As Fox News reports, the United Nations is seeking to “create global taxes that would transfer hundreds of billions, and even trillions, of dollars from the rich nations of the world—especially the U.S.—to poorer ones.”
Although a spokesperson from the U.S. Mission to the United Nations did not answer in any way resembling principled manner (that person is, after all, with the UN), the reply was not as bad as it might have been:
The United States opposes global taxes because we believe that any source of revenue should remain under the control of national authorities. This is an idea that has been kicked around for years. Fortunately, it hasn’t gone anywhere, nor will it.

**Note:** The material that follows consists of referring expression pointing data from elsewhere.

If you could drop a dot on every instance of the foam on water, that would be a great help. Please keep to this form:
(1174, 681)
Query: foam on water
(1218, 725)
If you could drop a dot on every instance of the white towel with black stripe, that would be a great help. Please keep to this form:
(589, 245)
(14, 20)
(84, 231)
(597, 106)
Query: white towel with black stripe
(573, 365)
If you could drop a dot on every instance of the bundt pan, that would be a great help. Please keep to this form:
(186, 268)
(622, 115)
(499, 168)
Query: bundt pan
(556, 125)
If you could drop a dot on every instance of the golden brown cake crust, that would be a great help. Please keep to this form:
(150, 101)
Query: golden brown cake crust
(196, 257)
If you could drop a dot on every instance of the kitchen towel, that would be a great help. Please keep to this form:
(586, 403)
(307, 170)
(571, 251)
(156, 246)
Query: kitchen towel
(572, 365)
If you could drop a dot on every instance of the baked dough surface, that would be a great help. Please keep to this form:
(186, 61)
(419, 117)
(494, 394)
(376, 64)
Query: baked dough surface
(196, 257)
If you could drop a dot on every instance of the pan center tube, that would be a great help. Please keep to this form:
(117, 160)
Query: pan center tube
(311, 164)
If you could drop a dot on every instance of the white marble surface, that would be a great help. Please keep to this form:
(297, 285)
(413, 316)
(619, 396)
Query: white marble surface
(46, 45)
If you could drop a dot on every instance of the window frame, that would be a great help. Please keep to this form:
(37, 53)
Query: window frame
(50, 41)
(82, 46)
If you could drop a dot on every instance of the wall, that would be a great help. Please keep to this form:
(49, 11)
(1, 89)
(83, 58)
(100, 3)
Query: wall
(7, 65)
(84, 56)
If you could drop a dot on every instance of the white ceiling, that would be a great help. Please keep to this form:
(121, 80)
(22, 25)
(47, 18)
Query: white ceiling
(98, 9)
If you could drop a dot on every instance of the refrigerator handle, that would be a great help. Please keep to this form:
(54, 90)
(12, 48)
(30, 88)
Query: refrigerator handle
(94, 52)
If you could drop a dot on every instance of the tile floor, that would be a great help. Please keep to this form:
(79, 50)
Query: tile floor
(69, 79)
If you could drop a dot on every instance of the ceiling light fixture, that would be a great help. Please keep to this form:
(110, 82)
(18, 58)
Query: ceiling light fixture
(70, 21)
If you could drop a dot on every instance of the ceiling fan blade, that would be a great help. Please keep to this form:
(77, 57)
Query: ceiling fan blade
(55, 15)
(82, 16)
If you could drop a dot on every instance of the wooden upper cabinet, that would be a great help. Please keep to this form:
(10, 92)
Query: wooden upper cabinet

A global wealth “redistribution” plan is, or course, a logical extension of the coercive wealth transfers already practiced by the United States. If it is good to “spread the wealth around” within the country, as Barack Obama explicitly advocates, wouldn’t it be even better to transfer wealth from wealthy nations to poor ones? The U.S. government already taxes its citizens in order to send “aid” packages to governments around the world (including those hostile to U.S. interests); why not make such redistribution a matter of “global tax” policy?
If egalitarians are correct that everyone should be made equal in wealth, then there is no end to the amount of wealth “redistribution” governments should pursue. If one starving person has two grains of rice and another has none, then, by the logic of egalitarianism, the government must transfer one grain to the person with none.

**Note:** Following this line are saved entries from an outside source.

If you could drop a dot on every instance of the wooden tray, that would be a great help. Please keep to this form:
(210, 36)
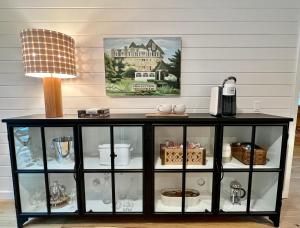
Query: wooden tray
(172, 115)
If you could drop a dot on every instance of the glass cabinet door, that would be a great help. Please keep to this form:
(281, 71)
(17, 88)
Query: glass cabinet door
(63, 194)
(264, 191)
(128, 147)
(198, 196)
(129, 192)
(168, 188)
(233, 193)
(235, 137)
(269, 140)
(60, 147)
(32, 192)
(28, 148)
(98, 192)
(98, 177)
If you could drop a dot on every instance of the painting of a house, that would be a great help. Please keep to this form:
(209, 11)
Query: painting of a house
(142, 66)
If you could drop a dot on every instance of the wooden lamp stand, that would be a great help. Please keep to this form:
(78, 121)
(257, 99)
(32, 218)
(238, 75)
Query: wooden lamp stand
(52, 96)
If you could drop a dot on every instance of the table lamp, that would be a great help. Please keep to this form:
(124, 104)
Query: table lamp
(49, 55)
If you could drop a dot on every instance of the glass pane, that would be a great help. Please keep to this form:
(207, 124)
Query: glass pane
(198, 195)
(128, 147)
(28, 147)
(96, 147)
(264, 191)
(32, 192)
(235, 139)
(129, 192)
(269, 138)
(168, 189)
(62, 189)
(98, 195)
(60, 147)
(168, 147)
(234, 188)
(200, 147)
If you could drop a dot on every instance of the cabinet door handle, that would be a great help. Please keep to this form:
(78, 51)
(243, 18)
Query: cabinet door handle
(220, 170)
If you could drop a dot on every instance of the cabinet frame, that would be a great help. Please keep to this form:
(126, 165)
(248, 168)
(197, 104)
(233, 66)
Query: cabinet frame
(148, 127)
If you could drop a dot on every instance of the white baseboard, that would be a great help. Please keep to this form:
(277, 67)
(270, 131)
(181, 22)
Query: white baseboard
(6, 195)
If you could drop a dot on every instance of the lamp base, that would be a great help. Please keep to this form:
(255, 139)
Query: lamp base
(52, 96)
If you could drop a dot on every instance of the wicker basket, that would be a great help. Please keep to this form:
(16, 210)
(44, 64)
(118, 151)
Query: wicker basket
(173, 156)
(239, 152)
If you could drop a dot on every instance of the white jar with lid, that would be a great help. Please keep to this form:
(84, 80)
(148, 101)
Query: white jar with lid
(226, 155)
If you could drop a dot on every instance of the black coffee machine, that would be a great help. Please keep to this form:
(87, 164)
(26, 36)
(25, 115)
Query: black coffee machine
(223, 98)
(229, 97)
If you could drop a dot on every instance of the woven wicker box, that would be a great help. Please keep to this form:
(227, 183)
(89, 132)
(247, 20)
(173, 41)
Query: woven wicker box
(173, 156)
(239, 152)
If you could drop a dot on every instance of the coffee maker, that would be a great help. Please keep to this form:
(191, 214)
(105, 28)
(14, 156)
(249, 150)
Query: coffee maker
(223, 98)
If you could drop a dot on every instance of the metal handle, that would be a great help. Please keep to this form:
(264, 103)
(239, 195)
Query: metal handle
(220, 170)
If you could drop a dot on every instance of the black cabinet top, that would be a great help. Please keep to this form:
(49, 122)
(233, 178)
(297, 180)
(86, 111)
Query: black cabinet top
(141, 118)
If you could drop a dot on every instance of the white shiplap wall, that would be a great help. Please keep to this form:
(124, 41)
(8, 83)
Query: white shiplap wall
(255, 40)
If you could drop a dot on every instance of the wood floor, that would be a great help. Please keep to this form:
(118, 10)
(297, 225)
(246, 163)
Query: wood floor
(290, 215)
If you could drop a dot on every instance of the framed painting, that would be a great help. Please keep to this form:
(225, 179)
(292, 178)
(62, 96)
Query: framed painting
(143, 66)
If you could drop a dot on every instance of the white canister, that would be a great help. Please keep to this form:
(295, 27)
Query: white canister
(226, 155)
(122, 154)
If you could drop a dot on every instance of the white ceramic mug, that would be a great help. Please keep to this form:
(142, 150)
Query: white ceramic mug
(164, 108)
(179, 108)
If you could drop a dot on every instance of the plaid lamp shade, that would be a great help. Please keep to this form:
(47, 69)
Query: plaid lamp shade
(48, 54)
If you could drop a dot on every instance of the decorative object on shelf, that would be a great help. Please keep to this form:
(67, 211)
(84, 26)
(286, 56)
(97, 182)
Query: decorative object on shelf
(171, 154)
(223, 98)
(23, 152)
(63, 147)
(178, 108)
(201, 182)
(226, 154)
(173, 197)
(164, 108)
(142, 66)
(242, 152)
(58, 195)
(122, 154)
(96, 182)
(51, 56)
(37, 199)
(94, 113)
(106, 189)
(125, 205)
(236, 192)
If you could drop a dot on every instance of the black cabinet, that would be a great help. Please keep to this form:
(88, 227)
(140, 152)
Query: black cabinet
(123, 165)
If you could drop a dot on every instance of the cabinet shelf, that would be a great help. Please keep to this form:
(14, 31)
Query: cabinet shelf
(236, 164)
(209, 165)
(204, 205)
(136, 188)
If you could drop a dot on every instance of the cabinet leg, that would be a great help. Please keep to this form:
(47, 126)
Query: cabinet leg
(275, 219)
(21, 221)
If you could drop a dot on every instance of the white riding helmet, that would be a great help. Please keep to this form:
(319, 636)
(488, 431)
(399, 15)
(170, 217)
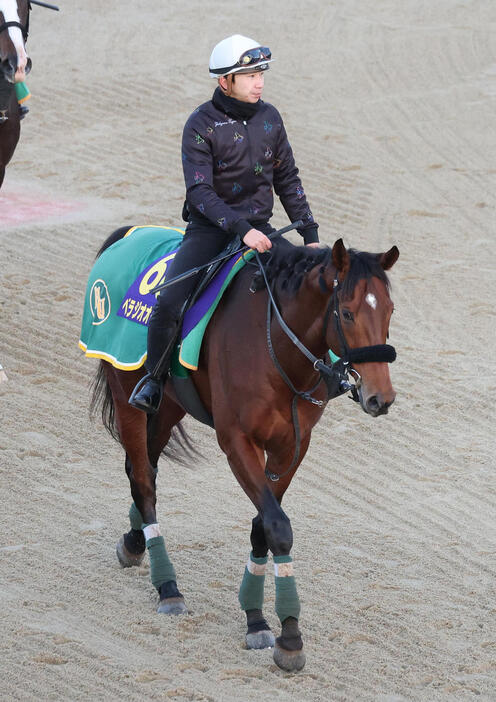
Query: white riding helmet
(238, 53)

The proper purpose of government, however, is not to confiscate the wealth of some to dole out to others; the proper purpose of government is to protect individual rights, including property rights, so that everyone who chooses to live and thrive can do so. To the degree that a government protects individual rights, it enables and encourages economic prosperity; to the degree that a government violates rights, it throttles productivity and causes economic calamity.
But, then, egalitarians have never been concerned with prosperity. Their standard is equality of wealth, and equal poverty meets that standard flawlessly.